Behaviour of final static method

Solution 4

You might find yourself in the position to think about making a static method final, considering the following:

Having the following classes:

class A {
    static void ts() {
        System.out.print("A");
    }
}
class B extends A {
    static void ts() {
        System.out.print("B");
    }
}

Now the 'correct' way to call these methods would be

A.ts();
B.ts();

which would result in AB but you could also call the methods on instances:

A a = new A();
a.ts();
B b = new B();
b.ts();

which would result in AB as well.

Now consider the following:

A a = new B();
a.ts();

that would print A. That might surprise you since you are actually having an object of class B. But since you're calling it from a reference of type A, it will call A.ts(). You could print B with the following code:

A a = new B();
((B)a).ts();

In both cases the object you have is actually from class B. But depending on the pointer that points to the object, you will call method from A or from B.

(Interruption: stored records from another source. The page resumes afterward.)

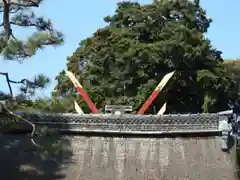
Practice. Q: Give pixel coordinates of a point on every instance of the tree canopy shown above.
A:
(124, 61)
(21, 14)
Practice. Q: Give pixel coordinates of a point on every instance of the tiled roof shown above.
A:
(139, 124)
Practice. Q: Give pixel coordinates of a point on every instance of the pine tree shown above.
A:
(124, 61)
(20, 14)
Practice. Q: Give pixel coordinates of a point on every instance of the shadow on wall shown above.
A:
(21, 160)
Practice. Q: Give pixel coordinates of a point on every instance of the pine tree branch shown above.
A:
(23, 81)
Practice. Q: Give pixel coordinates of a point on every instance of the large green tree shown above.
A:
(123, 62)
(21, 14)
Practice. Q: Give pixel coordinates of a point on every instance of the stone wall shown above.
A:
(110, 158)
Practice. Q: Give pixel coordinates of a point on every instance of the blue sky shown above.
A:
(79, 19)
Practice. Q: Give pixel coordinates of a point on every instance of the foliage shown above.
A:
(21, 14)
(123, 62)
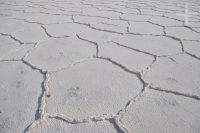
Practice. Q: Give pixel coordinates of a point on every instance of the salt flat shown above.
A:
(99, 66)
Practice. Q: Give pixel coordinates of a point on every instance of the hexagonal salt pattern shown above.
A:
(56, 54)
(180, 73)
(90, 89)
(20, 88)
(127, 57)
(160, 112)
(11, 49)
(157, 45)
(54, 125)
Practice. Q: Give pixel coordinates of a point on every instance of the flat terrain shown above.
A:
(99, 66)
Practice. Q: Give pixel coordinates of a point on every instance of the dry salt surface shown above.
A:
(99, 66)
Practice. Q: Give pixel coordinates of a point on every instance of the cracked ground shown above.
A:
(99, 66)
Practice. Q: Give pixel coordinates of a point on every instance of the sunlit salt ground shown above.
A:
(100, 66)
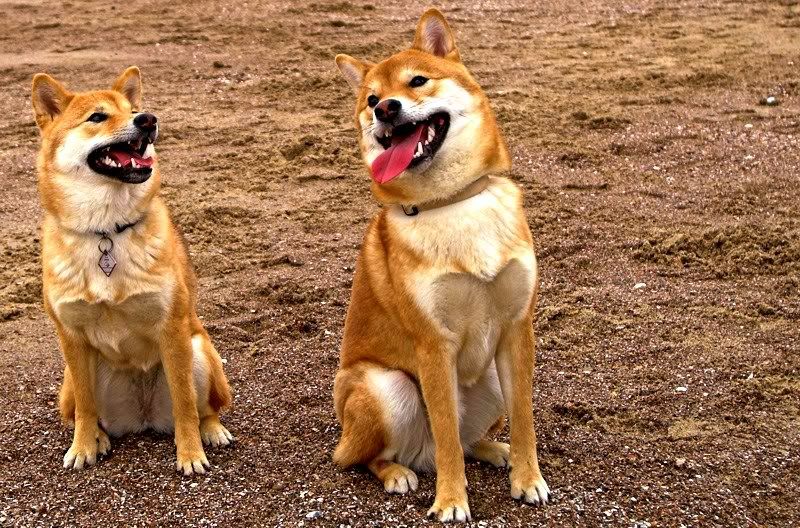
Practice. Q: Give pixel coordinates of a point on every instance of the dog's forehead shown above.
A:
(108, 100)
(401, 67)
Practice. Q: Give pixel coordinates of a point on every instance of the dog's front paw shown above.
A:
(495, 453)
(529, 486)
(214, 433)
(400, 479)
(86, 446)
(450, 509)
(192, 461)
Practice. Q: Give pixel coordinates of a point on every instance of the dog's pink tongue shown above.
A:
(396, 158)
(124, 158)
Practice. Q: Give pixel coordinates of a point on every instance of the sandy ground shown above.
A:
(645, 156)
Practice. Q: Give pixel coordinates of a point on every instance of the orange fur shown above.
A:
(140, 318)
(401, 326)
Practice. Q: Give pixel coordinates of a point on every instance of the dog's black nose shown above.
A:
(387, 110)
(146, 122)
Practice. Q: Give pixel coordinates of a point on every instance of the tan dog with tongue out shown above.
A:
(438, 343)
(117, 281)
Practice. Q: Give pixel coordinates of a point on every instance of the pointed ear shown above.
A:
(434, 36)
(353, 70)
(129, 84)
(49, 98)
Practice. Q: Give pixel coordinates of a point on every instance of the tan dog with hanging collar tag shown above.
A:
(438, 341)
(117, 280)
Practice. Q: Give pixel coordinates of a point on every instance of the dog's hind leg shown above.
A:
(66, 399)
(384, 425)
(212, 392)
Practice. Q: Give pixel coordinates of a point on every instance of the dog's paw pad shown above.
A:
(400, 480)
(536, 492)
(189, 465)
(450, 511)
(215, 434)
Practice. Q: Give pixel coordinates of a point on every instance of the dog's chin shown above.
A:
(134, 176)
(127, 162)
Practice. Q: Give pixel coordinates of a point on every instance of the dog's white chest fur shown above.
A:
(482, 275)
(121, 314)
(124, 332)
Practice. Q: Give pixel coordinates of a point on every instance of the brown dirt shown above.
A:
(644, 154)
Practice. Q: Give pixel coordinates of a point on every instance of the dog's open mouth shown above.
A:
(409, 145)
(126, 161)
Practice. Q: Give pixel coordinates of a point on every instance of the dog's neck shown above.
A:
(473, 189)
(95, 205)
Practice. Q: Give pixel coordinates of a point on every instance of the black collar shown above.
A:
(120, 228)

Now let's say you are the developer of class A and you want to allow sub-classing. But you really want method ts(), whenever called, even from a subclass, that is does what you want it to do and not to be hidden by a subclass version. Then you could make it final and prevent it from being hidden in the subclass. And you can be sure that the following code will call the method from your class A:

B b = new B();
b.ts();

Ok, admittetly that is somehow constructed, but it might make sense for some cases.

You should not call static methods on instances but directly on the classes - then you won't have that problem. Also IntelliJ IDEA for example will show you a warning, if you call a static method on an instance and as well if you make a static method final.